He doesn’t expect the market to do this out of sweetness. “If anything it’ll do the opposite,” Wright says. “It’ll favor AIs that are optimized for engagement and so reinforce our comforting sense that we’re always in the right.”
This is why Wright calls the coming challenge “The God Test.” He’s not arguing that ChatGPT is God, or that tomorrow’s office printer will demand burnt offerings. His claim is stranger and larger. Artificial intelligence may be a turning point not merely in technology, but in the long evolutionary story of life on Earth. It may force humanity to decide what kind of species it is before something smarter begins answering that question for us.

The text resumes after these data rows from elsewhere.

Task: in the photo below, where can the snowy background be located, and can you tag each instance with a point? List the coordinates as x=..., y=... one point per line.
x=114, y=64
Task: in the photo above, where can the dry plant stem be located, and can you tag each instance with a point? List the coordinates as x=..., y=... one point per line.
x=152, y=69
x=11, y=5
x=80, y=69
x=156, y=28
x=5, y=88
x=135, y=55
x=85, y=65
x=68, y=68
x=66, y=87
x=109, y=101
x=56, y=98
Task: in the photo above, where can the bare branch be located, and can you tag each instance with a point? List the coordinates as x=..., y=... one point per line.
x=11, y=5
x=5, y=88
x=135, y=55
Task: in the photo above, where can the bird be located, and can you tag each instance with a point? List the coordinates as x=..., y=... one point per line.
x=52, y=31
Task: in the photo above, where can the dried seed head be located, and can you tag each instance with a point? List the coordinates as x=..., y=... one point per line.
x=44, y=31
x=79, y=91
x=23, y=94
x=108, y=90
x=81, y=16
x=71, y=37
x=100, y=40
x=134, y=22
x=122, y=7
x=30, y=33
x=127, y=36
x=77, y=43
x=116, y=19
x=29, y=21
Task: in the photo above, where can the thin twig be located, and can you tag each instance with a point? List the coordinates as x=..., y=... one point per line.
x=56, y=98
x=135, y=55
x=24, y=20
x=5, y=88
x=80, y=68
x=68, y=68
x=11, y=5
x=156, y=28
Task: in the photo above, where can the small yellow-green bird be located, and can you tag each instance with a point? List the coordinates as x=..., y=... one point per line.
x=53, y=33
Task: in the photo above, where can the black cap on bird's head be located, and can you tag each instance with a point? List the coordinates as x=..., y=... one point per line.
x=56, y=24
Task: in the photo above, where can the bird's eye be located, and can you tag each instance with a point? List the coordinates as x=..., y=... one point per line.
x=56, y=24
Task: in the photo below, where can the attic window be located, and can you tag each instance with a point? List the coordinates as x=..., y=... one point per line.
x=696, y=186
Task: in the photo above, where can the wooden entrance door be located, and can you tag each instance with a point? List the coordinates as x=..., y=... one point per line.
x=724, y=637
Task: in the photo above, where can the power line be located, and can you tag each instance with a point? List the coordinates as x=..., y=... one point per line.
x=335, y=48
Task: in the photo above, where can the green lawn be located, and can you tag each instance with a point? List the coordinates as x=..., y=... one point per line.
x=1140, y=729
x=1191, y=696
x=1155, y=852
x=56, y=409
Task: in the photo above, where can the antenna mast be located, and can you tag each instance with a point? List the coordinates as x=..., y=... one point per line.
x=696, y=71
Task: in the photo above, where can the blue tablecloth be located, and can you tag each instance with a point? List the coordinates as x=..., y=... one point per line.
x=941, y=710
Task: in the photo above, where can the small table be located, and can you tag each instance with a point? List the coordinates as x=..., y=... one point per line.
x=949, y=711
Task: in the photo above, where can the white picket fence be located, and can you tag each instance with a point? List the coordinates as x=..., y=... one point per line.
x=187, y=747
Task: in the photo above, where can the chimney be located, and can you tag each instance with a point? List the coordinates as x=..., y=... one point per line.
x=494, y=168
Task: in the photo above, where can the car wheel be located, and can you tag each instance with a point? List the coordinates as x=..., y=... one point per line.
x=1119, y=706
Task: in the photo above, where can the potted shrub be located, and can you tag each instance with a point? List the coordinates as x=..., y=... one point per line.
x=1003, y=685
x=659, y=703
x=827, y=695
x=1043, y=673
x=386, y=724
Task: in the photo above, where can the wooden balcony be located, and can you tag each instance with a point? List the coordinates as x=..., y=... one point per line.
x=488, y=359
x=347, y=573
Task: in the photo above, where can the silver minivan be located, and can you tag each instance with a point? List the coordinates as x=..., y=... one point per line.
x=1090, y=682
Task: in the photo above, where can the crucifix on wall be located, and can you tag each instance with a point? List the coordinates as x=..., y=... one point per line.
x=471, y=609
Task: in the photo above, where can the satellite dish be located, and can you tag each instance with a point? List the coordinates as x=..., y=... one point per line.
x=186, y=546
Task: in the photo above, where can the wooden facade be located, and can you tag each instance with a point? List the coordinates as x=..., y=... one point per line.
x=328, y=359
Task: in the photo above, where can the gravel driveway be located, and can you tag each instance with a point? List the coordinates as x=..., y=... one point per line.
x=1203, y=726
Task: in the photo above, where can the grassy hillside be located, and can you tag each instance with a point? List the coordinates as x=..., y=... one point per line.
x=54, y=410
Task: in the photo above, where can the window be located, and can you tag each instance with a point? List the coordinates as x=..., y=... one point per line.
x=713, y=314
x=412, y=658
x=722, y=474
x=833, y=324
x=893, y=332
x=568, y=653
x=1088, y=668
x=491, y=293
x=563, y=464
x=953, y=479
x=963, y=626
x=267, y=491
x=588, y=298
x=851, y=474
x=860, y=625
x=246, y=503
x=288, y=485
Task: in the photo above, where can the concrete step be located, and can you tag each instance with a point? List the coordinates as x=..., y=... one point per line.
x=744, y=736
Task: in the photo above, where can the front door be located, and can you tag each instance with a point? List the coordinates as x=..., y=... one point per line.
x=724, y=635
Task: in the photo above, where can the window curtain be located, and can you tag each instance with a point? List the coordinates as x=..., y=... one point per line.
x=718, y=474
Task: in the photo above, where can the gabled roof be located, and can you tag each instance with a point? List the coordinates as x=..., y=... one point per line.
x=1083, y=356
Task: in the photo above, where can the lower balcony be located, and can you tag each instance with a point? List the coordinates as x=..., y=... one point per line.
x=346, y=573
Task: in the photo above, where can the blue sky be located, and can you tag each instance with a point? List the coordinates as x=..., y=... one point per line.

Wright ends by returning to Edward Fredkin, the brilliant computer scientist he interviewed decades earlier. At one point, Wright recalls shouting a question over the engine of Fredkin’s seaplane. “What is the meaning of life?”
Fredkin’s answer was that humanity’s mission was to create artificial intelligence, the next step in evolution.
Back then, the answer could sound grandiose, eccentric, and maybe even a little comic, the sort of thing a very smart man says in a very loud aircraft. Now Wright is no longer so sure it was merely strange. If creating AI was the mission, surviving it may be the test.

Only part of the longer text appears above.